Les deux parties décident de renforcer leur concerta-tion au niveau des enceintes internationales de recher-che, et en particulier à celui de la Banque mondiale et des centres internationaux correspondants.
À ces fins, les deux Parties décident:
- de renforcer leur concertation au niveau des représentations permanentes ou des capitales au sein des enceintes internationales (OCDE, institutions des Nations Unies) et du G8, en particulier à la veille d'échéances importantes;
- d'élargir les consultations annuelles bilatérales sur l'Afrique, qui en sont à leur 25e édition, à l'ensemble des dossiers d'aide publique au développement;
- d'évoquer ces questions lors d'une rencontre annuelle entre le Sous-ministre canadien de commerce international et le Secrétaire général du ministère des Affaires étrangères français.
Les deux Parties réaffirment leur volonté de mettre en oeuvre les conclusions de l'aide-mémoire signé le 4 décembre 1997 à Ottawa par le Secrétaire d'État à la Coopération et à la Francophonie français et la Ministre canadienne de la Coopération internationale à l'occasion de la 25e consultation annuelle sur l'Afrique.
6) Francophonie
La France et le Canada poursuivent et développent leur coopération dans le cadre de la Francophonie. Ils conviennent d'inclure cette question à l'ordre du jour des rencontres annuelles des Ministres chargés du Développement et de la Francophonie et des entretiens annuels entre le Secrétaire général du ministère des Affaires étrangères français et le Sous-ministre des Affaires étrangères du Canada.
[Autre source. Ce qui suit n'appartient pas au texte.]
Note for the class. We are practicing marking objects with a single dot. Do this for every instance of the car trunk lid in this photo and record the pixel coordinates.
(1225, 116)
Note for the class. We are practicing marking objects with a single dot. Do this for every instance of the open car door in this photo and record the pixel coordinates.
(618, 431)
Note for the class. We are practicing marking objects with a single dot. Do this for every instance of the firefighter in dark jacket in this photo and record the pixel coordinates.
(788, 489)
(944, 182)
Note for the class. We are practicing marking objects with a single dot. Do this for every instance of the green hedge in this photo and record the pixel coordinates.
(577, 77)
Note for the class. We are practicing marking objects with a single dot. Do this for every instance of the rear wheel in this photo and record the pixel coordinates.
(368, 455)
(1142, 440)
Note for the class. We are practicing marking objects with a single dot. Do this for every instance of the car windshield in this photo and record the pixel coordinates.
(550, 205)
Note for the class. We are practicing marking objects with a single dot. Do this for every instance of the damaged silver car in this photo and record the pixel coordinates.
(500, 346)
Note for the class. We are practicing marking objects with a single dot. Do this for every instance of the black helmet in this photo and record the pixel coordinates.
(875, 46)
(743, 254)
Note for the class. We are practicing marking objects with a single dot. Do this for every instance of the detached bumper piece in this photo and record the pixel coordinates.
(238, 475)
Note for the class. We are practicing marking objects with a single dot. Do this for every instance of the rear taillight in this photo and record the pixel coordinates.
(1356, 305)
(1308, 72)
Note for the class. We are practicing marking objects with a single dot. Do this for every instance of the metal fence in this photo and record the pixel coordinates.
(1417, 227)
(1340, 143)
La France et le Canada réaffirment leur intérêt pour le développement de la langue française sur les inforoutes et souhaitent oeuvrer dans ce sens au sein des institutions de la Francophonie. Dans cette perspective, la France confirme sa participation financière à hauteur de 21,5 millions de francs français par an au Fonds francophone pour le développement des inforoutes, prévu par le plan d'action adopté lors de la conférence des Ministres francophones pour le développement des inforoutes qui s'est tenue à Montréal au mois de mai 1997 et confirmé lors du Sommet de Hanoi. De son côté, la partie canadienne s'engage à verser CDN$ 5 millions à l'appui de la mise en oeuvre du Plan d'action de Montréal, dont CDN$ 3,5 millions qui transiteront par le Fonds multilatéral unique (FMU) de l'Agence de la Francophonie.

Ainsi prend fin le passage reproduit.